リリーがジェームズの顔の横に手をついて、キスをしたのだ。

何度も何度も、繰り返し。

ナマエは体ごとシリウスの方を向いて、すっかり俯いてしまった。

その仕草を見たシリウスとリーマスは、顔を見合わせて笑った。

リーマスはそっと立ち上がってマダム・ポンフリーを呼びに行った。シリウスは手を伸ばしてナマエの腕を2回たたいた。ナマエは目を赤くしてシリウスを見た。嬉しいのと恥ずかしいのと、色々な感情がごちゃ混ぜになって、混乱したのだ。

「し、シリウス。」

ナマエがシリウスの名前を呼ぶと、シリウスはそっとナマエの腕を撫でて、笑った。

「めでたいわ。」

「色々とな。」

「でも、でも、親友のキスシーンなんて、あんまり見るものじゃないってことがわかった。」

「俺も同感だ。居た堪れない。」


マダム・ポンフリーがすっ飛んで来て、張り付いたような2人を引っ剥がした。リリーは笑ってちょっと手を振ると、少し下がった。

「ポッター、気分はどうですか?」

「最高です!生きててほんとに良かった。」

これには、シリウスやナマエのみならず、マダム・ポンフリーまで声をだして笑った。

「ふふふっ、大変よろしい。その調子ならすぐに良くなりますよ。」

マダム・ポンフリーは脈を取り、体温を計って羊皮紙に走り書きした。その羊皮紙をくるくると巻いてデスクの方へ飛ばすと、今度は先程の軟膏にガマ油を数的混ぜる作業に没頭した。そんなマダム・ポンフリーを横目で見て、ジェームズがゆっくりと口を開く。

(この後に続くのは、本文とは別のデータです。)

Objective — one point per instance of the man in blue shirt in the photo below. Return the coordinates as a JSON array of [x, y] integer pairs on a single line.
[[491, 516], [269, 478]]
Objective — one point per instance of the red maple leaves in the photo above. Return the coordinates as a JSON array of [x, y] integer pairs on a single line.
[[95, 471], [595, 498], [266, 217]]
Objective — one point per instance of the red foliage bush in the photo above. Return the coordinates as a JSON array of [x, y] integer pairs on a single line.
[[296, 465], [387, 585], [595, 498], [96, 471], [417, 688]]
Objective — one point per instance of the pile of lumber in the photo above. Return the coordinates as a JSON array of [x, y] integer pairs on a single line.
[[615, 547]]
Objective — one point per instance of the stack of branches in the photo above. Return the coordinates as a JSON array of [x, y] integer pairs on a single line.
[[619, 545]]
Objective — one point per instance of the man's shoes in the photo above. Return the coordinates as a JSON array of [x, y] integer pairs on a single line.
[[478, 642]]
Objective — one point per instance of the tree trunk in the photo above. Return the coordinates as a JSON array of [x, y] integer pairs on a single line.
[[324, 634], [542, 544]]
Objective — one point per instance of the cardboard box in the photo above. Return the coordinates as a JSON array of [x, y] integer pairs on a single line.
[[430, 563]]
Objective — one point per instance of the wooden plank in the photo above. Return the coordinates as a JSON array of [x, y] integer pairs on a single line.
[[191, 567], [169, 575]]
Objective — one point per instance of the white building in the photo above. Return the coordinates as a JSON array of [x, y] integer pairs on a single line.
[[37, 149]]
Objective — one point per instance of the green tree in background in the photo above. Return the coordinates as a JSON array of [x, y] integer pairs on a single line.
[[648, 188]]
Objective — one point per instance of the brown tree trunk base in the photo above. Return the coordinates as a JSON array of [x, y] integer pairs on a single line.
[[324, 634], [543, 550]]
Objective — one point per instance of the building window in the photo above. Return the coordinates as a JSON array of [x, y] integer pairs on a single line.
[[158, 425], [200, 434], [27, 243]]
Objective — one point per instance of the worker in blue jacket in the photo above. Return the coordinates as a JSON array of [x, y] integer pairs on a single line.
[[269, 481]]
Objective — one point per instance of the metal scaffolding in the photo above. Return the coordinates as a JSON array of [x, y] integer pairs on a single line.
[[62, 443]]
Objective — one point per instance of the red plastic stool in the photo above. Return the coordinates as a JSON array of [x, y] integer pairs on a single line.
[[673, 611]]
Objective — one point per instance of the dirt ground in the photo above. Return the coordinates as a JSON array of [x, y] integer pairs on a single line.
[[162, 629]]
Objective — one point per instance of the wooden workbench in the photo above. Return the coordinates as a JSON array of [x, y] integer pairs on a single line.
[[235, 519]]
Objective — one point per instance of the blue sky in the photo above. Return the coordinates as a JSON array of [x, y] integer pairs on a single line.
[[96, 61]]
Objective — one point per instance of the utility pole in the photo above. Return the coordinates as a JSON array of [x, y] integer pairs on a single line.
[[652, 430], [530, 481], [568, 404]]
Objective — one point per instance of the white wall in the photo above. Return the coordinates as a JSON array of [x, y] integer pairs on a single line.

「あー、ところでマダム・ポンフリー?僕の身にはいったい何が起きたのでしょう?」

シリウスとリーマスが大声で笑い出した。

「お前、雷に打たれたんだよ!」

「それで箒から真っ逆さまに落っこちたんだけど、シリウスが空中でキャッチしてくれたんだ。」

シリウスとリーマスの言葉を聞いて、ジェームズは顔面蒼白になった。

「えっ!?カミナリ?僕どうして助かったんですか!?まさかゴーストじゃないですよね!?」

ジェームズの素っ頓狂な声に、マダム・ポンフリーは真面目な顔で答えた。

「あなたの女神に感謝なさい、ポッター。首にかけていたロザリオが、スニッチに落ちた電流を体外に逃がしてくれたの。そうでなかったら、電流が心臓を通って命は無かったでしょう。」


「ウわーッ!リリーッ!!!」

リリーが息を飲んだ音は、ジェームズの大絶叫に遮られた。

リリーが動揺を押さえ込んでナマエの方を見ると、ナマエが両手で顔を覆って涙を流しているのが見えた。